Ausbildung und Zeit des Nationalsozialismus

Hans Laternser studierte Rechtswissenschaften an den Universitäten von Frankfurt, Marburg und Berlin.[1] Nach dem Referendariat am Oberlandesgericht Köln[2] wurde er 1932 in Marburg mit einem zivilrechtlichen Thema promoviert.[3] Er war seit 1934 in eigener Kanzlei, die sich auf Steuerrecht spezialisiert hatte, in Wiesbaden anwaltlich tätig.[4]

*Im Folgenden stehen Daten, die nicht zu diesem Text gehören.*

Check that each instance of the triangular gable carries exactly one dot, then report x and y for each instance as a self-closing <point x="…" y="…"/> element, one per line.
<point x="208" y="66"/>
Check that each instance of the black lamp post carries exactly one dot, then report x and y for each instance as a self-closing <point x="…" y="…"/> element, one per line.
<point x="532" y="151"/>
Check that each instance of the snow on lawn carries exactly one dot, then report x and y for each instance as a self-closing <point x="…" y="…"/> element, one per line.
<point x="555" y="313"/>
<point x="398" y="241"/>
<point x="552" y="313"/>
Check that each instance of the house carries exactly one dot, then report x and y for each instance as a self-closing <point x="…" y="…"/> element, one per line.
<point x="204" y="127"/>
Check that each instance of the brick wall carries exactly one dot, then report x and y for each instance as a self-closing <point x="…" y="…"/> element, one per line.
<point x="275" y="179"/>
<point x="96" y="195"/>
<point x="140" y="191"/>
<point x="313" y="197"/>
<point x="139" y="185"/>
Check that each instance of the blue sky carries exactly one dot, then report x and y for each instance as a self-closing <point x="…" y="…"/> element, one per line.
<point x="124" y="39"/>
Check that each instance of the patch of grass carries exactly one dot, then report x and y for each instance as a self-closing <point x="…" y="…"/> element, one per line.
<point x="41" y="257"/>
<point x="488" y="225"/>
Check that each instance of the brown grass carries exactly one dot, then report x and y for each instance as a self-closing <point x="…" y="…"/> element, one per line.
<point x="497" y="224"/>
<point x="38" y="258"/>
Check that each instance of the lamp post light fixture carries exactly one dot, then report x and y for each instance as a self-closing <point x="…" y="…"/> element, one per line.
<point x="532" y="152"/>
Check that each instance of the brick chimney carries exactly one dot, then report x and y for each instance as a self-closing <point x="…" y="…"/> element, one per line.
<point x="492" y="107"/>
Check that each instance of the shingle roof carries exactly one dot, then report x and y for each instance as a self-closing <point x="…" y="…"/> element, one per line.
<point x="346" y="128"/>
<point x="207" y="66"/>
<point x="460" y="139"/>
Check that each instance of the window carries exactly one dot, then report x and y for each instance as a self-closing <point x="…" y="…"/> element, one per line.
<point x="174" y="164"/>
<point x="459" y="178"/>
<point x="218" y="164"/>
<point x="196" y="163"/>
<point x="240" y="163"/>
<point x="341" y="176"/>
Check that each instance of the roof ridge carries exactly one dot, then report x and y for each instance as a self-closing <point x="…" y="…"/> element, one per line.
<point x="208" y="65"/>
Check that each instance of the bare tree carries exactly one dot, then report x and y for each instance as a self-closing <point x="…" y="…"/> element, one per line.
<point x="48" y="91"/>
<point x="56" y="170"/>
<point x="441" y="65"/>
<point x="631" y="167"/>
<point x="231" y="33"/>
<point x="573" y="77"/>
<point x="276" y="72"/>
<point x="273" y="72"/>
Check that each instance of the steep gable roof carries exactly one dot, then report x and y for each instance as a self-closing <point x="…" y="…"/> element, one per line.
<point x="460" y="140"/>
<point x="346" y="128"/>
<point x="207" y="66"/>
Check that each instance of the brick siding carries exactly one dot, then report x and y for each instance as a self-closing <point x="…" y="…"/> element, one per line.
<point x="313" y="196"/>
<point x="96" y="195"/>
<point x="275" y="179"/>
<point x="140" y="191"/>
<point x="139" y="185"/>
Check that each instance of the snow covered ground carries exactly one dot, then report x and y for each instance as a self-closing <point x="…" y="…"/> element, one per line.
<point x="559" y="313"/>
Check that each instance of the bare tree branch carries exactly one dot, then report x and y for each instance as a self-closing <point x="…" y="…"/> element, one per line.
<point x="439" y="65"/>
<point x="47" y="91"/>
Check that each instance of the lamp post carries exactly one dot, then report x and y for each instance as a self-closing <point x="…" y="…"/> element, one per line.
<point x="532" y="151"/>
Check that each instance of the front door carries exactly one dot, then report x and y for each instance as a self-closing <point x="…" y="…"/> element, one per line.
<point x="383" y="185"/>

Während des Zweiten Weltkrieges war Laternser ab 1939 in Frankreich, der Sowjetunion und dem Balkan eingesetzt. Zuletzt war er Fliegerausbilder im Range eines Oberleutnants des Luftwaffen-Jäger-Regiments 29. Anfang Mai 1945 geriet Laternser in amerikanische Kriegsgefangenschaft, in der er sich bis Ende Juni desselben Jahres befand.[5]

Nach 1945

Da keine Mitgliedschaft in der NSDAP belegt wurde, erhielt er als einer der ersten Anwälte nach Ende des Zweiten Weltkrieges eine Zulassung – unter alliierter Jurisdiktion war die Nichtmitgliedschaft ein entscheidendes Kriterium, um eine Zulassung als Rechtsanwalt zu erhalten.[5] Die Frage nach der tatsächlichen Parteimitgliedschaft Laternsers ist jedoch umstritten. Dass er sich in einem Entnazifizierungsverfahren verantworten musste, verdeutlicht, dass die Spruchkammer eine NSDAP-Mitgliedschaft vermutete.[6] Vor der Spruch- und Berufungskammer Wiesbaden sagte Laternser hingegen aus, dass er "durch absichtliche Passivität in Bezug auf die zur Aufnahme erforderlichen weiteren Formalitäten meine Aufnahme in die NSDAP bewusst verhindert [habe]."[7] Konkret ging Laternser so vor, dass er 1933 einen Aufnahmeantrag stellte, jedoch das erforderliche Passfoto trotz mehrfacher Aufforderung nicht einreichte. Daher erhielt er nie ein Parteibuch oder -abzeichen. Während der NS-Zeit konnte er somit auf den gestellten Antrag verweisen, nach dem Untergang des Regimes hingegen darauf, dass er offiziell nie Mitglied der Partei war.[5] Im Entnazifizierungsverfahren wurde er aufgrund der Aussage Otto Johns – dem ersten Präsidenten des Bundesamtes für Verfassungsschutz –, er habe eine überzeugende Einstellung gegen den Nationalsozialismus gehabt, der Gruppe V (Entlastete) zugeordnet. Gleichwohl wurde er während der Nürnberger Militärtribunale von der US-amerikanischen Anklagebehörde doch als ehemaliges Parteimitglied geführt.[6]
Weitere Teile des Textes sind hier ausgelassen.